RU2700167C1 - Method for quantitative determination of aminocaproic acid in its simultaneous presence with a copolymer of 2-methyl-5-vinylpyridine and n-vinylpyrrolidone by the method of hplc - Google Patents

Abstract

FIELD: chemistry.

SUBSTANCE: invention relates to analytical chemistry and provides a method for quantitative determination of aminocaproic acid (ACA) when combined with copolymer of 2-methyl-5-vinylpyridine and N-vinylpyrrolidone (CP) in various ready dosage forms, such as, for example, nasal drops or sprays. That is ensured by preparing calibration solutions of ACA of pharmacopoeial quality with concentrations the values of which are at the limits of tolerable deviations, as well as in the area of impermissible deviations. Accumulation of ACA is carried out by reversed-phase HPLC in an ion-pair version on a column with length of 250 mm and an inner diameter of 4.6 mm, filled with a fixed phase formed by spherical particles of silicon dioxide with size of 5 mcm, modified octadecylsilane in a gradient mode, mobile phase A contains (1 % H₃PO₄+10 mmol PSNa+15 mmol K₂NRA₄ in H₂O): methanol in ratio of 70:30, and mobile phase B is methanol.

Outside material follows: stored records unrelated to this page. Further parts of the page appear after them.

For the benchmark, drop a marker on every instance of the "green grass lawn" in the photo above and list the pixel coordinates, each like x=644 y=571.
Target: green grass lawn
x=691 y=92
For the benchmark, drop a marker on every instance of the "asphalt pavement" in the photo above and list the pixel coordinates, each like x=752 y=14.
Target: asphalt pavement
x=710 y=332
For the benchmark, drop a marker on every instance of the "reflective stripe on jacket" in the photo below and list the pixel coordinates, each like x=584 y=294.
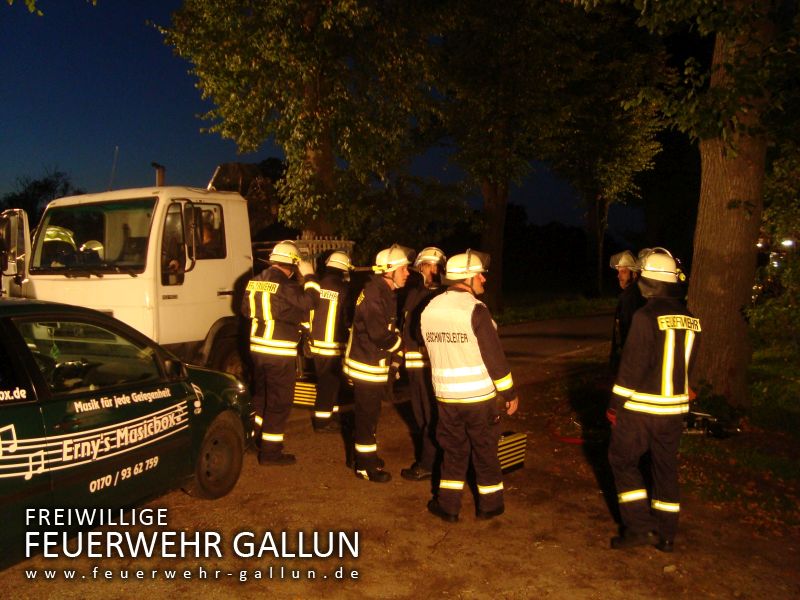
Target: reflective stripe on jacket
x=653 y=375
x=374 y=336
x=458 y=371
x=329 y=321
x=276 y=305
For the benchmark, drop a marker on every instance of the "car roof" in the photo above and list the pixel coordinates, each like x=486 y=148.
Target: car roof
x=12 y=307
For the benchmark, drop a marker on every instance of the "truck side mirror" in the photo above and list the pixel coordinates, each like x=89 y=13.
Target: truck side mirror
x=191 y=223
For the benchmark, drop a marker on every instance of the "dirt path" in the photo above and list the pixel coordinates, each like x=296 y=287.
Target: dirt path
x=552 y=541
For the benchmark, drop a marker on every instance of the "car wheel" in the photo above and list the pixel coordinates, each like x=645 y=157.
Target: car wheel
x=219 y=462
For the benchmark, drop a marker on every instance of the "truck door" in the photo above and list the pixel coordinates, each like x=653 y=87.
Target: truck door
x=15 y=248
x=116 y=425
x=24 y=476
x=195 y=288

ACA detection is carried out spectrophotometrically at wavelength of 210 nm and calculating arithmetic mean values of area under ACA curve (AUC) with subsequent approximation of linear function to AUC=kc_ACA to calculate coefficient k. Drug solution is diluted with mobile phase A to 0.5–5 mg/ml, chromatographed at least 3 times. After the samples are analyzed, a conclusion is made on the compliance of the preparation with the requirements for the content of ACA.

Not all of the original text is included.